Hingga kini, publik belum melihat transparansi itu.

 

Potensi Salah Tafsir Sengketa Waris

 

Kasus tanda tangan dokumen ahli waris adalah bom waktu di banyak desa. Seringkali kades terjepit di antara dua pihak keluarga yang bertikai. Jika salah satu pihak kalah di desa, mereka melapor ke atas dengan tuduhan kades berpihak.

 

Jika setiap sengketa waris berujung pemberhentian kades, maka tidak ada lagi kades yang berani melayani warga.

 

Ramla sendiri mengisyaratkan hal itu. Ia menyebut dirinya hanya mengacu pada data yang diserahkan pihak yang mengaku ahli waris. Itu berarti, jika dokumen pemohon itu palsu, maka pemalsunya yang harus diproses pidana, bukan kades yang melayani.

 

"Silakan uji dokumennya.
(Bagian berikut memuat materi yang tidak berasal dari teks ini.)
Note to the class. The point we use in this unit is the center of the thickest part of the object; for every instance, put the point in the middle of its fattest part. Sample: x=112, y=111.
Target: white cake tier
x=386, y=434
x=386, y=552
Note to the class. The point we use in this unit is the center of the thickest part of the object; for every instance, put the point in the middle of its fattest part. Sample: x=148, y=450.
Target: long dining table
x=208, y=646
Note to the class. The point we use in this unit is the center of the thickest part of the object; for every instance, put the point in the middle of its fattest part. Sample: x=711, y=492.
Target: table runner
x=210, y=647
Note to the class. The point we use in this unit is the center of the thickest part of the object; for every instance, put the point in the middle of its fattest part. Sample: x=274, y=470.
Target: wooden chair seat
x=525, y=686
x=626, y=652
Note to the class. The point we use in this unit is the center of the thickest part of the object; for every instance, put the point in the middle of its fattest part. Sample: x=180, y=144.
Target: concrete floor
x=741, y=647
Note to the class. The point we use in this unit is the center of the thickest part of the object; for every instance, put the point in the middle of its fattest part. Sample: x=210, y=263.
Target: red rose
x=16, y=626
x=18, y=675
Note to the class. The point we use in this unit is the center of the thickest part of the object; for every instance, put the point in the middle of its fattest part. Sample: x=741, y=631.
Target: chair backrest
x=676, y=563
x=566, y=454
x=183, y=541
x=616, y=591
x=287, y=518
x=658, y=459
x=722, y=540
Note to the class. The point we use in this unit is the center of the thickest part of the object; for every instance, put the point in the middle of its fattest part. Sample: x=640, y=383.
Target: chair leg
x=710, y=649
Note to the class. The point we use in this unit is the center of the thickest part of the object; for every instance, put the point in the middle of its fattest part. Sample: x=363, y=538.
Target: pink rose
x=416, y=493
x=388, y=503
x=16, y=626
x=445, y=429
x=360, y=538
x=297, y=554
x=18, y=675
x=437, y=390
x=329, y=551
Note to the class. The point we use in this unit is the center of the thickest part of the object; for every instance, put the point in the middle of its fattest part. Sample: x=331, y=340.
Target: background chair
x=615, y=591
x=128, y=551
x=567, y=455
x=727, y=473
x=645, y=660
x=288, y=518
Kalau palsu, proses hukum pihak yang memalsukan. Jangan saya yang langsung diberhentikan," tegasnya.

 

Kini bola ada di tangan Bupati Bone Bolango. Publik menunggu apakah keputusan pemberhentian sementara ini sudah didasarkan pada audit dan pemeriksaan yang objektif, atau hanya berdasarkan laporan sepihak dari pihak yang kalah sengketa tanah.

 

Sebab jika hak pembelaan diri diabaikan, ini bukan lagi soal Ramla Djafar, tapi preseden buruk bagi 200 lebih kepala desa lainnya di Bone Bolango.

 

Redaksi masih berupaya mengkonfirmasi Inspektorat dan Bagian Pemerintahan Desa Kabupaten Bone Bolango terkait dasar dan prosedur pemberhentian sementara tersebut.